Merge pull request kubernetes#67229 from feiskyer/unzoned-disks
Automatic merge from submit-queue (batch tested with PRs 66884, 67410, 67229, 67409). If you want to cherry-pick this change to another branch, please follow the instructions <a href="https://github.com/kubernetes/community/blob/master/contributors/devel/cherry-picks.md">here</a>.

Add node affinity for Azure unzoned managed disks

**What this PR does / why we need it**:

Continue of [Azure Availability Zone feature](kubernetes/enhancements#586).

Add node affinity for Azure unzoned managed disks, so that unzoned disks only scheduled to unzoned nodes.

This is required because Azure doesn't allow attaching unzoned disks to zoned VMs.

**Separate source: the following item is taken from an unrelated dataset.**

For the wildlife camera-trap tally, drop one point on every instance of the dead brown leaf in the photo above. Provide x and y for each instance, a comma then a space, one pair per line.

**Which issue(s) this PR fixes** *(optional, in `fixes #<issue number>(, fixes #<issue_number>, ...)` format, will close the issue(s) when PR gets merged)*:
Fixes #

**Special notes for your reviewer**:

Unzoned nodes would label `failure-domain.beta.kubernetes.io/zone=0` and the value is fault domain ( while availability zone is used for zoned nodes). So fault domain is used to populate unzoned disks.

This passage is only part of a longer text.